# HDMI Kabel, PC -> TV



## Green.Tea (14. Juni 2012)

Moin Moin, 

Ich hatte mir überlegt ein Lange HDMI Kabel zu Kaufen, ungefair 10 Meter lang, um filme über meinen Gaming PC direkt an meinem TV wieder zu geben. 
Mein TV steht ein Zimmer weiter und ich bins leid mir immer meinen Laptob zu Suchen aufzubauen anzuschließen, den Film zu ziehen und dann erst gucken zu können.
Steuern würde ich meinen PC per Teamviewer auf meinem Handy was für diese zwecke ja mehr als ausreichend ist .

Nun ist meine Frage: Was für Nachteile hat so ein langes HDMI Kabel ? und welche Kabel könntet ihr mir in der größe empfehlen ? (Sollten mindestens 1.4a sein )


Würde mich sehr über Hilfe freuen ! 

Mfg Green.Tea


----------



## Herbboy (14. Juni 2012)

An sich brauchst Du da nichts besonderes zu beachten - nimm nur nicht das ALLERbilligste, sondern so 15-25€ bei der Länge. Am besten mal amazon abgrasen, zB deleyCON HDMI Kabel 1.4a with Ethernet - - 3D Ready: Amazon.de: Computer & Zubehör


----------



## Green.Tea (14. Juni 2012)

Herbboy schrieb:


> An sich brauchst Du da nichts besonderes zu beachten - nimm nur nicht das ALLERbilligste, sondern so 15-25€ bei der Länge. Am besten mal amazon abgrasen, zB deleyCON HDMI Kabel 1.4a with Ethernet - - 3D Ready: Amazon.de: Computer & Zubehör


 
okay also vor Qualitätsverlust, Bildfehler o.a. brauch ich mir selbst bei 10 Meter länge keine sorgen machen, wenn ich nicht grade das billigste kaufe ?!


----------



## Herbboy (14. Juni 2012)

Bei HDMI = digital hast Du entweder ein Störungsfreies Bild oder eben nicht. Da muss schon ein Defekt im Kabel sein, damit es so was wie zB Artefakte oder Bildaussetzer gibt. Die GANZ billigen haben halt innen manchmal auch Kabel, die leichter brechen, oder die Stecker sind "ungenau" und bieten keinen guten Kontakt - es ist aber nicht wie bei Sondkabeln, dass bei langem Kabel das Signal "schleichend" an Qualität verliert oder Störungen "aufschnappt" 

Wenn es bei amazon viele gute Wertungen gibt, machst Du an sich nichts falsch. Vlt geh mal die Wertungen durch, vor allem die schlechten, ob es DA evlt. ausgerechnet um die längeren Versionen geht - dass man mal ein Defektes erwischt, kann immer passieren, wäre dann aber ein "Garantiefall"
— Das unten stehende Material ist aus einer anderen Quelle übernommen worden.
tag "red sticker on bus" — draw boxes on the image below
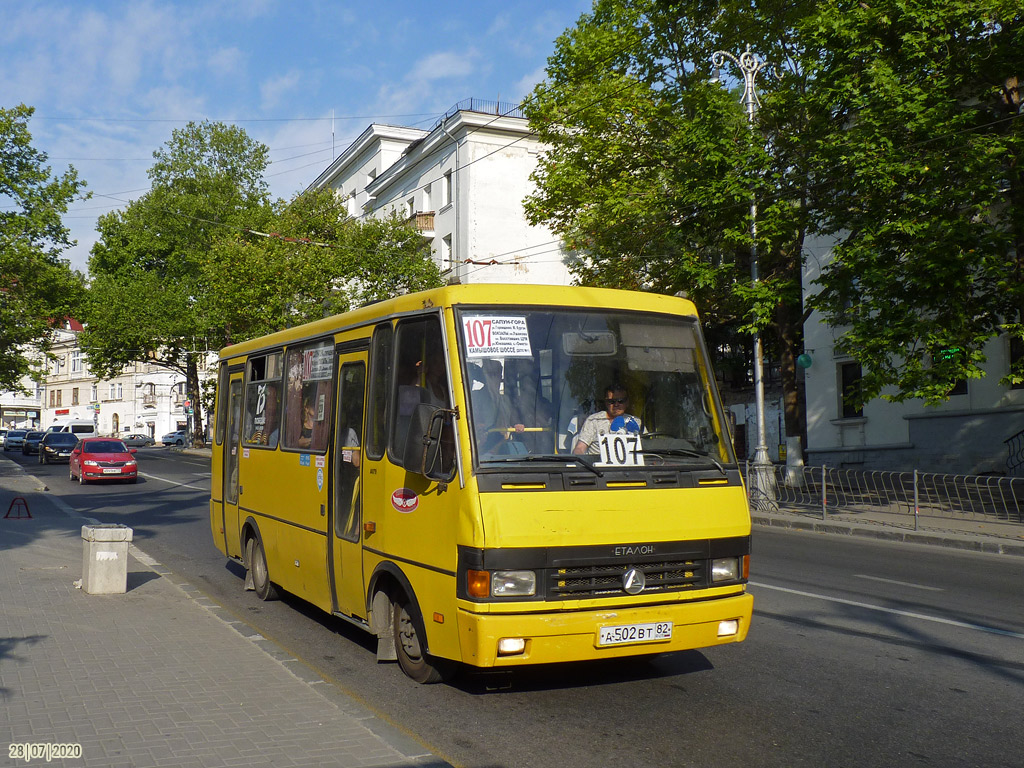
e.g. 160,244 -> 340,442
391,488 -> 419,513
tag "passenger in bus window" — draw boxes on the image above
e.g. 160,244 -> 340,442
573,384 -> 642,455
297,396 -> 315,449
508,359 -> 554,452
472,359 -> 515,451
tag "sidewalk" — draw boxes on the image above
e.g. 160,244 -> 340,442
753,503 -> 1024,556
0,459 -> 451,768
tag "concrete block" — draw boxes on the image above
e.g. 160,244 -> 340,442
81,524 -> 133,595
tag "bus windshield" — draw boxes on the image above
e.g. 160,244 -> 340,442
458,307 -> 734,469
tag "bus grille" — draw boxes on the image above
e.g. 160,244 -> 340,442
548,560 -> 705,598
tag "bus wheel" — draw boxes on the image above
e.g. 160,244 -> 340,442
393,595 -> 447,684
246,535 -> 278,601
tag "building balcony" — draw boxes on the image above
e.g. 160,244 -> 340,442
408,211 -> 435,235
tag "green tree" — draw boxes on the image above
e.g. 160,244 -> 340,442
201,188 -> 441,343
524,0 -> 819,453
82,121 -> 273,440
803,0 -> 1024,405
0,104 -> 86,391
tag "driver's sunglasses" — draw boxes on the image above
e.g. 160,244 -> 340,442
606,398 -> 628,405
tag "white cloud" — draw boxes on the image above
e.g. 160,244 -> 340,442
260,70 -> 304,111
415,50 -> 477,81
207,47 -> 246,78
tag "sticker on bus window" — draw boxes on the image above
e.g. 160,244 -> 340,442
462,316 -> 532,358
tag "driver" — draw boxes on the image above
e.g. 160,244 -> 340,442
573,384 -> 642,455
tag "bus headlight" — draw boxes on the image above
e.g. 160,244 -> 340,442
711,557 -> 740,583
491,570 -> 536,597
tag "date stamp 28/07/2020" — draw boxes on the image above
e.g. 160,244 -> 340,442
8,743 -> 83,763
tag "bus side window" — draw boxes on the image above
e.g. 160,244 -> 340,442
366,324 -> 393,461
283,341 -> 334,452
390,316 -> 450,467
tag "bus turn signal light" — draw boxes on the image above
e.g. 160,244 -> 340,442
467,569 -> 490,598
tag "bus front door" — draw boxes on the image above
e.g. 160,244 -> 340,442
329,354 -> 367,618
222,373 -> 244,558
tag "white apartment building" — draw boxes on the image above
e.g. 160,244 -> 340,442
308,99 -> 572,287
0,376 -> 43,430
40,323 -> 207,439
801,235 -> 1024,474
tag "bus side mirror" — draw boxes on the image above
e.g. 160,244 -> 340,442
404,403 -> 455,482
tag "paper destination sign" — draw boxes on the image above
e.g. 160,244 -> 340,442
462,316 -> 532,358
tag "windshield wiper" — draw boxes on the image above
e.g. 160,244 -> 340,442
637,448 -> 727,476
480,454 -> 604,477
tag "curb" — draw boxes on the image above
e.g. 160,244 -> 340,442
752,513 -> 1024,557
7,461 -> 453,768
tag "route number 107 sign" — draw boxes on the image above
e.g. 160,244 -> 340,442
462,316 -> 532,358
596,434 -> 645,467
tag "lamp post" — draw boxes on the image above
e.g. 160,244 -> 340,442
711,45 -> 777,508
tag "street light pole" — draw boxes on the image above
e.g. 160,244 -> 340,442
711,45 -> 777,509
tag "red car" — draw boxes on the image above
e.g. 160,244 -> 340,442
69,438 -> 139,485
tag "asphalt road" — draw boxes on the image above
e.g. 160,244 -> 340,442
13,448 -> 1024,768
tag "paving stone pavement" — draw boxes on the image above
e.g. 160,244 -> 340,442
0,461 -> 451,768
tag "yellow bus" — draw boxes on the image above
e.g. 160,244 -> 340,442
210,284 -> 752,683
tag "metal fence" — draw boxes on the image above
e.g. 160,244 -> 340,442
743,463 -> 1024,526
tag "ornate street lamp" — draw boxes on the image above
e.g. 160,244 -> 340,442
711,45 -> 778,509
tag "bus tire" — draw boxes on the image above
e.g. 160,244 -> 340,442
393,594 -> 448,684
246,535 -> 279,601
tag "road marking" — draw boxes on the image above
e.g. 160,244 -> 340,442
138,472 -> 208,492
750,580 -> 1024,639
854,574 -> 943,591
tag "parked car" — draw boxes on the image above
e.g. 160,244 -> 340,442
21,431 -> 46,455
122,433 -> 155,447
39,432 -> 79,464
4,429 -> 27,451
68,438 -> 138,484
161,430 -> 187,446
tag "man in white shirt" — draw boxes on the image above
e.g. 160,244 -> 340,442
573,384 -> 641,455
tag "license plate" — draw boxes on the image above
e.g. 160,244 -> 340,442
102,468 -> 120,474
598,622 -> 673,646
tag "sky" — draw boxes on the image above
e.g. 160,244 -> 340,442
2,0 -> 593,274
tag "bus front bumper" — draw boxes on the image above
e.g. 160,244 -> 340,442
456,592 -> 753,668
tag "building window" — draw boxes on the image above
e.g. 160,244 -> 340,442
109,383 -> 123,400
91,384 -> 98,402
71,350 -> 84,374
405,197 -> 415,219
839,361 -> 864,419
423,185 -> 432,212
49,390 -> 55,407
441,234 -> 453,273
72,387 -> 79,405
56,390 -> 62,407
442,171 -> 452,207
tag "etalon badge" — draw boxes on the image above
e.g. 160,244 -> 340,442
622,567 -> 646,595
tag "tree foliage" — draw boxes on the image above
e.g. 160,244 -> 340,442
803,0 -> 1023,405
200,189 -> 441,343
83,122 -> 442,437
524,0 -> 818,439
528,0 -> 1024,423
0,104 -> 86,391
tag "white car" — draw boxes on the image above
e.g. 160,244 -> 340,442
161,430 -> 187,446
4,430 -> 28,451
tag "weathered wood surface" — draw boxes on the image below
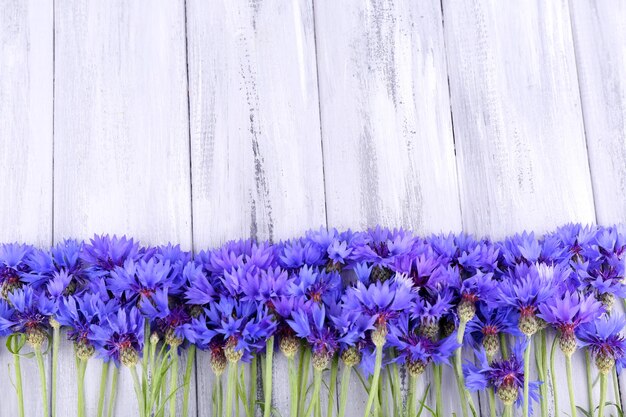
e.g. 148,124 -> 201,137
1,0 -> 626,415
0,1 -> 53,417
53,1 -> 193,417
186,0 -> 326,416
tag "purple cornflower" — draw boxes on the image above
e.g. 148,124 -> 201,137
0,243 -> 34,299
467,305 -> 519,358
57,293 -> 119,359
108,258 -> 178,307
388,313 -> 458,376
350,227 -> 416,281
0,286 -> 55,348
538,290 -> 603,355
289,266 -> 341,307
80,235 -> 142,276
287,303 -> 339,369
497,263 -> 563,336
464,341 -> 540,408
577,313 -> 626,374
90,306 -> 144,366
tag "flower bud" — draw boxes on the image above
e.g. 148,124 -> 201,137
165,328 -> 183,348
76,339 -> 95,361
224,338 -> 243,363
598,292 -> 615,312
26,327 -> 47,349
370,266 -> 393,283
371,325 -> 387,347
407,359 -> 427,377
150,332 -> 160,345
312,351 -> 331,371
419,321 -> 439,341
483,334 -> 499,359
441,319 -> 456,338
595,352 -> 615,375
279,335 -> 299,359
189,305 -> 203,319
458,298 -> 476,323
341,346 -> 361,367
518,313 -> 538,336
558,331 -> 577,357
497,383 -> 518,405
121,347 -> 139,367
210,349 -> 227,376
1,280 -> 21,300
325,260 -> 342,273
49,317 -> 61,329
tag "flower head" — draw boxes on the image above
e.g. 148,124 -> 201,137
90,306 -> 144,366
577,313 -> 626,373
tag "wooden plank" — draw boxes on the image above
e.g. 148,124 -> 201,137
569,0 -> 626,225
186,0 -> 326,415
569,0 -> 626,408
442,0 -> 598,414
53,1 -> 193,416
314,0 -> 462,415
0,1 -> 53,417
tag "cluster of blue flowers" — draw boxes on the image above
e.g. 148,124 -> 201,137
1,224 -> 625,417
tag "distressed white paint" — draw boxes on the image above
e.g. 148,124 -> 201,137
443,0 -> 599,415
443,0 -> 595,240
314,0 -> 463,415
53,1 -> 193,417
0,1 -> 53,417
186,0 -> 326,416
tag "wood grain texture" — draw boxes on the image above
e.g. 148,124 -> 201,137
0,1 -> 53,417
443,0 -> 595,240
443,0 -> 599,414
53,1 -> 194,416
315,0 -> 462,234
569,0 -> 626,226
186,0 -> 326,416
314,0 -> 463,415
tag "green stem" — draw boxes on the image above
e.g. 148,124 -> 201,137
327,355 -> 338,417
338,364 -> 352,417
613,370 -> 622,411
169,349 -> 179,417
504,404 -> 513,417
305,369 -> 322,417
298,348 -> 311,417
550,336 -> 559,417
34,346 -> 49,417
536,331 -> 548,417
97,361 -> 110,417
218,376 -> 223,417
52,325 -> 60,417
389,356 -> 401,417
500,333 -> 509,359
182,345 -> 195,417
107,364 -> 119,417
250,355 -> 258,417
599,372 -> 607,417
364,343 -> 384,417
78,359 -> 87,417
289,357 -> 298,417
566,355 -> 577,417
264,337 -> 274,417
13,351 -> 24,417
226,362 -> 238,417
487,388 -> 496,417
408,374 -> 417,417
454,320 -> 469,417
434,364 -> 443,417
142,319 -> 150,408
131,365 -> 146,417
522,336 -> 532,417
586,349 -> 594,415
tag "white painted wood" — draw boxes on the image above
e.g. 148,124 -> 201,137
442,0 -> 598,415
443,0 -> 595,241
569,1 -> 626,225
0,1 -> 53,417
569,1 -> 626,409
186,1 -> 326,416
314,0 -> 463,415
53,1 -> 193,416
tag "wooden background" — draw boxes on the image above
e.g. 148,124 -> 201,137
0,0 -> 624,415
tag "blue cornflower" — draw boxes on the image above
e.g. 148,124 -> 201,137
289,266 -> 341,307
577,313 -> 626,374
287,303 -> 339,369
538,290 -> 603,355
57,293 -> 119,359
388,313 -> 458,376
90,306 -> 144,367
108,258 -> 178,307
467,304 -> 519,358
0,243 -> 34,299
80,235 -> 142,276
464,341 -> 540,408
184,262 -> 217,307
350,227 -> 416,281
0,286 -> 55,348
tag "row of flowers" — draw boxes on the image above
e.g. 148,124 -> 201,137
0,224 -> 625,417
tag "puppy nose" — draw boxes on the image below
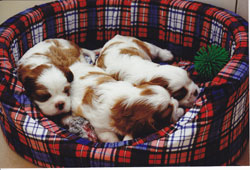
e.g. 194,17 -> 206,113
55,102 -> 65,110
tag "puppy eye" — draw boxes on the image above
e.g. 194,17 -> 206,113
64,86 -> 70,96
36,92 -> 51,102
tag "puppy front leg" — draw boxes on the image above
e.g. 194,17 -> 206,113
169,98 -> 185,123
144,42 -> 174,62
171,107 -> 185,123
97,131 -> 120,143
123,134 -> 133,141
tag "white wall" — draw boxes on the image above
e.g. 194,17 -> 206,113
0,0 -> 55,24
237,0 -> 249,21
194,0 -> 248,21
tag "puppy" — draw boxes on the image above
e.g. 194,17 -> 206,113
17,38 -> 95,116
96,35 -> 200,107
70,62 -> 184,142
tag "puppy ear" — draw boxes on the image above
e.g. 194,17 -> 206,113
150,77 -> 169,89
18,64 -> 50,96
111,99 -> 157,138
139,77 -> 169,89
172,87 -> 188,100
58,66 -> 74,83
152,104 -> 173,130
64,68 -> 74,83
23,76 -> 36,97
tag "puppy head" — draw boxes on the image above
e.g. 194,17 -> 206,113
19,64 -> 73,116
149,66 -> 200,107
172,80 -> 200,107
168,68 -> 200,107
111,85 -> 176,139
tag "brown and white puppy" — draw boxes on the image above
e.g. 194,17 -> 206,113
70,62 -> 184,142
96,35 -> 200,107
17,38 -> 95,116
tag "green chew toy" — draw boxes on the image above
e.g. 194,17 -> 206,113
194,45 -> 229,82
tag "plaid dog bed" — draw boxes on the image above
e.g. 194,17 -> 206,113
0,0 -> 248,167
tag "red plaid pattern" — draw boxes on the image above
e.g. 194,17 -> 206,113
0,0 -> 248,167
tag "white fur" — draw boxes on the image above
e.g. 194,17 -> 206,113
18,38 -> 91,67
35,66 -> 71,116
18,38 -> 96,116
70,62 -> 182,142
96,35 -> 200,107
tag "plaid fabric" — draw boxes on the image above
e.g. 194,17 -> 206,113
0,0 -> 248,167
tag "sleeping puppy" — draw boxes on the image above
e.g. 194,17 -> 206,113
96,35 -> 200,107
17,38 -> 95,116
70,62 -> 184,142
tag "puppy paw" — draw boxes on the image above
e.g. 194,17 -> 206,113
158,49 -> 174,62
171,108 -> 185,123
123,135 -> 133,141
176,108 -> 185,117
97,132 -> 120,143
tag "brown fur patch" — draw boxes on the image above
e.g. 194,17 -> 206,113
111,97 -> 176,138
82,86 -> 97,106
96,76 -> 115,85
140,88 -> 156,96
135,83 -> 150,89
153,104 -> 173,130
63,85 -> 70,96
102,41 -> 123,54
18,64 -> 52,102
133,39 -> 152,58
80,71 -> 109,80
150,77 -> 169,89
161,104 -> 173,119
73,106 -> 85,118
79,71 -> 114,85
43,40 -> 81,68
120,47 -> 149,60
46,46 -> 80,68
96,53 -> 106,69
96,41 -> 123,68
138,77 -> 169,90
111,98 -> 159,138
172,87 -> 188,101
111,72 -> 121,81
18,64 -> 50,83
88,71 -> 109,76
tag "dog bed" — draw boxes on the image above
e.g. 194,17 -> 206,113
0,0 -> 248,167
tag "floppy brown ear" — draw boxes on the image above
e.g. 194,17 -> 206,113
23,75 -> 36,97
18,64 -> 50,97
152,104 -> 173,130
138,77 -> 169,89
111,99 -> 158,138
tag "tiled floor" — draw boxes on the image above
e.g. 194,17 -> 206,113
0,128 -> 249,167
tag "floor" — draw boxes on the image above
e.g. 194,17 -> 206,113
0,0 -> 249,168
0,127 -> 249,167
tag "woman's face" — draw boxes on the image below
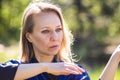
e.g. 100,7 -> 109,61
26,11 -> 63,57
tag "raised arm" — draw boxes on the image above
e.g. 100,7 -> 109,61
99,45 -> 120,80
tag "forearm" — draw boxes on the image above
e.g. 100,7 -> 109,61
14,62 -> 85,80
14,63 -> 46,80
99,54 -> 120,80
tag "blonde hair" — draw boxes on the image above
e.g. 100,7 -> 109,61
20,1 -> 74,63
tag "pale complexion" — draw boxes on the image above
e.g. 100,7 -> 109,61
14,11 -> 85,80
26,11 -> 63,62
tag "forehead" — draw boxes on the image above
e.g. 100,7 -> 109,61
33,11 -> 62,28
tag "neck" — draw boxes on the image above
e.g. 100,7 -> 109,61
35,53 -> 55,63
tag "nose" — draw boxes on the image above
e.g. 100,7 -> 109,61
50,31 -> 58,41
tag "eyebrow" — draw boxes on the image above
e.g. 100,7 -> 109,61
40,25 -> 62,29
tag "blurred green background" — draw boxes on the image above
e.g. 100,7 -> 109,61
0,0 -> 120,79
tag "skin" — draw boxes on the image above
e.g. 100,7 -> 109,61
14,11 -> 85,80
26,11 -> 63,62
99,45 -> 120,80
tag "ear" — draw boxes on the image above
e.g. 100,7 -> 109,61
26,32 -> 33,43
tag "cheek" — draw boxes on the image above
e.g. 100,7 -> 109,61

Oder such mal nach weiteren, die es in 10m gibt und wo die Meungen eher gut sind.


----------



## T'PAU (14. Juni 2012)

Probieren. Ich hatte hier mit einem 5m Billigkabel Probleme am Panasonic Blu-ray Player, mehr oder weniger aufblitzende weisse Pixel ("Schneegestöber") in den Playermenüs (nicht im Film). Ausgetauscht gegen ein Kabel von Clicktronic (eines der älteren, noch bezahlbaren Serie) und alles läuft wunderbar.
Mag sein, dass es an den Ferrit-Kernen an beiden Kabelenden liegt...


----------



## Green.Tea (14. Juni 2012)

T'PAU schrieb:


> Probieren. Ich hatte hier mit einem 5m Billigkabel Probleme am Panasonic Blu-ray Player, mehr oder weniger aufblitzende weisse Pixel ("Schneegestöber") in den Playermenüs (nicht im Film). Ausgetauscht gegen ein Kabel von Clicktronic (eines der älteren, noch bezahlbaren Serie) und alles läuft wunderbar.
> Mag sein, dass es an den Ferrit-Kernen an beiden Kabelenden liegt...




Erstmal danke für die Tipps jungs ! 

Also bei einem bin ich mir jetzt schon sicher, ein Kabel von clicktronic wird es ganz bestimmt nicht, denn ich hab leider nicht so viel geld das ich nicht mehr weiß wofür ich es ausgeben könnte und kauf mir nen 10 Meter HDMI Kabel für 170€ 

Werde nochmal bei Amazon und Konsorten gucken, denke das es was zwischen 20-30 € werden wird 

mfg


EDIT: habe grade festgestellt das meine GTX 480 nur nen Mini HDMI ausgang hat, was wäre sinnvoller,

Methode 1: DVI -> HDMI Adapter und dann HDMI Kabel -> TV
Methode 2: Mini HDMI zu HDMI Kabel Kaufen 

Ich würde Methode 1 vorziehen, ist aber die frage ob mir da nicht Qualität durch den Adapter verloren geht ?!


----------



## Herbboy (14. Juni 2012)

Schwer zu sagen, ich hab von Problemen bei beiden Dingen gehört, aber keine Ahnung, woran es dann jeweils lag... ein 10m reines "normales" HDMI-Kabel kannst Du aber natürlich besser mal für anderes brauchen oder weiterverkaufen als so ein langes mit mini-HDMI, daher würd ich eher die Adapterlösung probieren.


----------



## onslaught (15. Juni 2012)

Ich benutz ein DVI -> HDMI Kabel, mit sowas sparst du dir den Adapter und evtle Übergangswiderstände. 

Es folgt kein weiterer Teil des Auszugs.